メチリン(Methylin)とは何か?

概要

メチリンは、主に子どもや一部の成人に対して、注意欠陥障害(ADD)、注意欠陥・多動性障害(ADHD)および衝動制御障害の治療に用いられる処方薬です。チュアブル(噛める)錠剤の形で提供され、メチルフェニデートを有効成分としています。依存性の可能性があるため、規制薬物に指定され、医師の処方が必要です。

商品名と一般名

メチリンは複数のブランド名で販売されています。
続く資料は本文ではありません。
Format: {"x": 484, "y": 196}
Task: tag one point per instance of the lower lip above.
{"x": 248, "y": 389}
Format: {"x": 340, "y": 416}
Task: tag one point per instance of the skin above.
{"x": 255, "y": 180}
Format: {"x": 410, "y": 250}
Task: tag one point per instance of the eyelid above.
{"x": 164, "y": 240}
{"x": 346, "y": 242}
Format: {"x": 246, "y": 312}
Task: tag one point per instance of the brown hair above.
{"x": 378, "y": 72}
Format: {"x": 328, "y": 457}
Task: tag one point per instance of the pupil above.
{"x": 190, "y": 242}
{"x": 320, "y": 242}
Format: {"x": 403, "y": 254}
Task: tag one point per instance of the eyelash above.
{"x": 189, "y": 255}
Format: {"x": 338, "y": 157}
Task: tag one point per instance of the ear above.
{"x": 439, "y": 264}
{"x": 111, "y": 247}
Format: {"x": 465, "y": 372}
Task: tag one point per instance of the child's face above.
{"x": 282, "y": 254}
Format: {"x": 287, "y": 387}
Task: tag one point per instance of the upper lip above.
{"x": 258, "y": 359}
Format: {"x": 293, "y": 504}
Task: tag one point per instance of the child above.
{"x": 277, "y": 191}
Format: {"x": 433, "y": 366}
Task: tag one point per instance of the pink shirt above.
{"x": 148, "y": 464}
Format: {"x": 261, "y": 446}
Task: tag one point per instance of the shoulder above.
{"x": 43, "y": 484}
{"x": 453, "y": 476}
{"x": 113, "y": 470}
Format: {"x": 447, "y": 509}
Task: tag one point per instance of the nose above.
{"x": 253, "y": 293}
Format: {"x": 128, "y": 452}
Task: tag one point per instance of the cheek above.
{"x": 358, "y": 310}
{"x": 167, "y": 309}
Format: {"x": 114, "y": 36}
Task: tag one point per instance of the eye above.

代表的なものに「コンセータ(Concerta)」「メタデートCD(Metadate CD)」「リタリン(Ritalin)」などがありますが、いずれもメチルフェニデート(Methylphenidate)という同一の有効成分です。

主な用途

中枢神経系を刺激し、脳内の神経伝達物質のバランスを調整することで、衝動性や過活動を抑制します。具体的には以下の疾患に用いられます。

  • 注意欠陥障害(ADD)
  • 注意欠陥・多動性障害(ADHD)
  • ナルコレプシー(過度の眠気症)

使用上の注意点

医師に相談する際は、以下のリスクについて把握しておくことが重要です。

  • 心血管系への影響:心拍数上昇、血圧上昇、心臓疾患の既往歴がある場合は心筋梗塞や脳卒中のリスクが高まります。
  • 依存・乱用の可能性:アルコールや他の処方薬で依存歴がある場合は特に注意が必要です。
  • 成長への影響:長期使用は子どもの身長や体重の伸びが遅れる可能性があります。

副作用

報告されている主な副作用は次のとおりです。

  • 不安、神経過敏、頭痛、吐き気、めまい
  • 体重減少、食欲不振、睡眠障害
  • 心拍数増加、血圧上昇
  • 視覚障害(ぼやけた視界など)
  • 既往のてんかん患者では発作頻度が増加することがあります。

使用制限

以下の条件に該当する場合、メチリンの使用は推奨されません。

  • 過度の不安や緊張、興奮状態がある人
  • 過去2週間以内にMAOI(単剤モノアミン酸化酵素阻害薬)系抗うつ薬を使用した人
  • 6歳未満の子ども

まとめ

メチリンは有効な治療薬ですが、心血管系のリスクや依存性、成長への影響など多くの注意点があります。使用前に医師と十分に相談し、定期的な血圧測定や成長評価を行うことが推奨されます。